Mel Roberts a photographié des années 50 au début des années 80, avec ses Rolleiflex, prés de 200 modèles dont il nous reste environ 50000 clichés. Armé de ses deux appareils photos, il a mitraillé des garçons qu’il disposait avec soin dans les paysages de la Californie du sud. Ses modèles n’étaient pas les bodybuilders parfaitement proportionnés, les plus ou moins gigolos, ou les modèles professionnels que l’on voit dans les magazines de l’époque et typiques d'AMG et de Bruce de LA.

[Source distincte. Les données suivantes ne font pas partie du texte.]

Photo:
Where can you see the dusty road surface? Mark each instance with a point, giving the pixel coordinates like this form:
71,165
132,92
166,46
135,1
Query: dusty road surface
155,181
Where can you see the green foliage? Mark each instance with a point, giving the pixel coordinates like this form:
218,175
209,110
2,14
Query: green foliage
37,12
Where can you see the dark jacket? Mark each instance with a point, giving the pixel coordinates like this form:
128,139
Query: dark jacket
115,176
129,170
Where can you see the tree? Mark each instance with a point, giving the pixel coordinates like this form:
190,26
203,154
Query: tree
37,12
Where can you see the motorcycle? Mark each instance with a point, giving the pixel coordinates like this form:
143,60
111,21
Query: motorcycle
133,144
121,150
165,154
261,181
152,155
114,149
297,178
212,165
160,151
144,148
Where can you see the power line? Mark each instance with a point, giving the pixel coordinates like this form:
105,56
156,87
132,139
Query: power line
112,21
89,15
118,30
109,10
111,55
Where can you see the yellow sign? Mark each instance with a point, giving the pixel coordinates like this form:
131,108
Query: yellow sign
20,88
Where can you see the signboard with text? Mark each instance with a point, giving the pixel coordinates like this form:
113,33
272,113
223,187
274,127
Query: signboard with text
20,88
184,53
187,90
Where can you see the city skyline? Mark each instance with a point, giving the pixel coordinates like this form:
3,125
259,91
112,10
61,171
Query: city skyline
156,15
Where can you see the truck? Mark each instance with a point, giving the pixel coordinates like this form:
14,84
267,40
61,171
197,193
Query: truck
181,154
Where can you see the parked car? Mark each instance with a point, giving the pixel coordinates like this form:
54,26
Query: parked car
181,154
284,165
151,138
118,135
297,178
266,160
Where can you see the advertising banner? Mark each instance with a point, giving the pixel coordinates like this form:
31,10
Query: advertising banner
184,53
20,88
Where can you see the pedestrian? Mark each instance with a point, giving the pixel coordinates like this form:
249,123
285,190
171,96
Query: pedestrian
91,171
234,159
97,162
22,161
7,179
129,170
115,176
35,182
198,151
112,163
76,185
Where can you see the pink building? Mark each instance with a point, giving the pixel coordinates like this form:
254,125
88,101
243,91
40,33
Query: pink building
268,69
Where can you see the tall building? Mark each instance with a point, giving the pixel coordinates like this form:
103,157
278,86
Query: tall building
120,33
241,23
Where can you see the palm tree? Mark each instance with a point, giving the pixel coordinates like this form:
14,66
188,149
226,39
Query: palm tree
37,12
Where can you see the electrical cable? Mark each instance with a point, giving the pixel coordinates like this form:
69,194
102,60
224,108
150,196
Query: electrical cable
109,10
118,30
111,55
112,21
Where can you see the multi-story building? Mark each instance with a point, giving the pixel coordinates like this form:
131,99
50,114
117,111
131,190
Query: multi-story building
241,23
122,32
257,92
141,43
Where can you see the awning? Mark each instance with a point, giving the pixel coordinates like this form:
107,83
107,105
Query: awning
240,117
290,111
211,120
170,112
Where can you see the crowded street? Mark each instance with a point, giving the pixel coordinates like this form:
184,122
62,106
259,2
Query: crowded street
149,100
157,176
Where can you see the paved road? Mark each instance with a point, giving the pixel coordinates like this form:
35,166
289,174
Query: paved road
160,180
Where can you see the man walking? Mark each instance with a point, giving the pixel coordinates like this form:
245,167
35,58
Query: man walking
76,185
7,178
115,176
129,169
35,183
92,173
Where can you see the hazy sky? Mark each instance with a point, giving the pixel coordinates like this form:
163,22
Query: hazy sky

A ce sujet Beefcake, le beau film de Thom Fitzgerald qui est la biopic de Bob Mizer , le fondateur de l’ Athletic Model Guild est précieux pour comprendre le milieu gay américain de l’après guerre. Mel Roberts préférait choisir des gars plus ordinaires, plus “normaux”, rarement plus âgés que 25 ans. La plupart d'entre eux était ses amis et beaucoup ses amoureux. Même s’ils étaient payés, ils posaient surtout par jeu. Il essayait de rendre les séances de poses le plus agréable possible en les emmenant à La Jolla ou dans le parc du Yosemite. Beaucoup des modèles faisaient partie intégrante de la vie du photographe, rencontraient ses autres amis et le voyaient fréquemment. Ils étaient en confiance avec le photographe et cela est perceptible dans les images.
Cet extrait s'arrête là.